La política se amotinó otra vez y tomó a los ciudadanos como rehenes

La política se amotinó otra vez y tomó a los ciudadanos como rehenes

El radicalismo culpó a la "mezquindad" del PJ y en la vereda de enfrente apuntaron contra la "actitud caprichosa y soberbia" del bloque oficialista. En los hechos, Mendoza se pierde la oportunidad de generar empleo en obra pública en un momento donde cada vez más hay más personas sin trabajo.

Mariano Bustos

Mariano Bustos

Con chicanas, agravios y dedos acusadores, se aprobó ayer el Presupuesto 2021 de la provincia de Mendoza. Pero una vez más la pauta de gasto salió sin posibilidad de endeudamiento para el gobierno provincial. ¿De quién fue la culpa? De todos los dirigentes de la provincia que una vez más pusieron sus intereses políticos por delante de la necesidad de la provincia.

La responsabilidad es compartida, aunque desde cada lado de la vereda culpen al vecino de enfrente. El radicalismo se quejó de la "mezquindad" del PJ de no aprobar el endeudamiento para obras y negar el rollover para que el gobierno pueda renegociar vencimientos por los próximos tres años. El peronismo culpó a la UCR de tener una "actitud caprichosa y soberbia" al no querer escuchar las propuestas que hicieron.

Pero en realidad los dos tienen la culpa. Paradójicamente, todos tienen razón. Existe una actitud mezquina en el PJ y ha quedado demostrada en los hechos a lo largo de los últimos dos años. A mediados del 2019 el justicialismo se negó a aprobar endeudamiento para un paquete de obras que era pedido por Alfredo Cornejo. Dijeron que no por tratarse de un año electoral y ante la inminencia del cambio de gobierno, pidieron que se postergara ese debate hasta que asumiera Rodolfo Suarez.

Cuando asumió el actual mandatario pidieron que el paquete de obras (que incluía el acueducto ganadero La Paz, la doble Vía Rivadavia Junín y el GIRSU), se tratara con el presupuesto 2020. Al tratar el presupuesto el peronismo se negó a aprobar el endeudamiento y pidió que se trate obra por obra de forma diferenciada.

Ayer se vivió un nuevo capítulo y el PJ se negó a darle endeudamiento por 350 millones de dólares al gobierno y en su lugar propusieron una autorización de crédito por 80.5 millones de dólares, incluyendo algunas de las obras que habían negado a principios de año: la doble vía Rivadavia-Junín y el acueducto ganadero La Paz.
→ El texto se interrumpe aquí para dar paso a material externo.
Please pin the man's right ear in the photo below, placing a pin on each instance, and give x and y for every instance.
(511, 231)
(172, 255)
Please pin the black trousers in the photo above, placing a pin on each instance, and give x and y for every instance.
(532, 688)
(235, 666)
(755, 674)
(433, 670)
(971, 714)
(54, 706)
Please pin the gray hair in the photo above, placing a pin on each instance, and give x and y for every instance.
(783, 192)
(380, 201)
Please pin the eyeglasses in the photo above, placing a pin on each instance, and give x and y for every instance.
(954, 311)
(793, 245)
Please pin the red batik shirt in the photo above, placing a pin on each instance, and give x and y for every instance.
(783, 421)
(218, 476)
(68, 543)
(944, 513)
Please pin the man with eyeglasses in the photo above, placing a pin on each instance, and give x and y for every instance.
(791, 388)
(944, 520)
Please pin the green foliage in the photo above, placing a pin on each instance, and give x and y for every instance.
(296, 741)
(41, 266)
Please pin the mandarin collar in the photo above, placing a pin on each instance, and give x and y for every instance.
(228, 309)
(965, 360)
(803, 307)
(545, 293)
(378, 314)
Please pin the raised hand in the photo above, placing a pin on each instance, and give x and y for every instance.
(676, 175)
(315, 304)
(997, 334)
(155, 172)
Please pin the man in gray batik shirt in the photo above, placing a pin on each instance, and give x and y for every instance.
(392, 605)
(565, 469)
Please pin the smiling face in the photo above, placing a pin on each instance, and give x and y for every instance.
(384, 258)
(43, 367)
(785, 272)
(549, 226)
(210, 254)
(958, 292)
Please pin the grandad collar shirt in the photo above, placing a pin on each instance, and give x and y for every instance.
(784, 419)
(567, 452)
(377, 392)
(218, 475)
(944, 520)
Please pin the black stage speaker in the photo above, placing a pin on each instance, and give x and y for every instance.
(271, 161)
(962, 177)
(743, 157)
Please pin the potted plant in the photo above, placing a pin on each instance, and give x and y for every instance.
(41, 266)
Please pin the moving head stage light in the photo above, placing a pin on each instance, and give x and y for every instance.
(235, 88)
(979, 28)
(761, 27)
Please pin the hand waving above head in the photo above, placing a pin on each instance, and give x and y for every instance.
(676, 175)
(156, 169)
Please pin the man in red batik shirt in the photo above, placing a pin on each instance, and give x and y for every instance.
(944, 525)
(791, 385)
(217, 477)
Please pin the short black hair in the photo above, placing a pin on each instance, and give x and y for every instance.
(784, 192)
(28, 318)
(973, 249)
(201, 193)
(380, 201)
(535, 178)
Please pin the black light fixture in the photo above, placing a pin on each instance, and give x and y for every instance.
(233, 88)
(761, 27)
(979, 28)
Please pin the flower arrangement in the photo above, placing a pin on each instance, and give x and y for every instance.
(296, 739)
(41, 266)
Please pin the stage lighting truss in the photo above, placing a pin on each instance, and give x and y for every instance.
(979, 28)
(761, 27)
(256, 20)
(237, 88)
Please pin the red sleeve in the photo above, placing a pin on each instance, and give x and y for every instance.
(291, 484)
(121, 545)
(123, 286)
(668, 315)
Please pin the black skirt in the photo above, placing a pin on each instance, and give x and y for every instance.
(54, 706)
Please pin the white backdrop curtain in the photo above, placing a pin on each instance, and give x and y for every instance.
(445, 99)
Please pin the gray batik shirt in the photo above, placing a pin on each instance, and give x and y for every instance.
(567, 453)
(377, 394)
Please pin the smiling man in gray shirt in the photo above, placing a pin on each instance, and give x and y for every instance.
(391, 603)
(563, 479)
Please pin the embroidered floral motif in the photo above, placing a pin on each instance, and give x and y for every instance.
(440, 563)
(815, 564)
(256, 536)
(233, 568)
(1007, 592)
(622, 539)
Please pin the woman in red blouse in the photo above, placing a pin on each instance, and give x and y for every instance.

Pero así como se puede hablar de una actitud mezquina del PJ, no es menos cierto que la postura del oficialismo pecó de "caprichosa y soberbia". "Lo único que pedimos es un cuarto intermedio de una semana para discutir esto", expresó el presidente del bloque de Frente de Todos, Germán Gómez

Una semana para intentar llegar a un punto de acuerdo, para discutir un posible acompañamiento por más de 80.5 millones de dólares de deuda. Una semana para analizar qué obras son prioritarias y cuales prescindibles. Una semana que el oficialismo se negó a dar.

En el gobierno primó el enojo con una oposición que perdió las elecciones por 15 puntos pero que le marca la cancha al gobernador del 52% de los votos. "Si quieren un presupuesto alternativo que ganen las elecciones", expresó con evidente malestar el vicegobernador Mario Abed. Y ante ese escenario, la decisión del oficialismo fue plantear el famoso "todo o nada". Y terminó siendo nada.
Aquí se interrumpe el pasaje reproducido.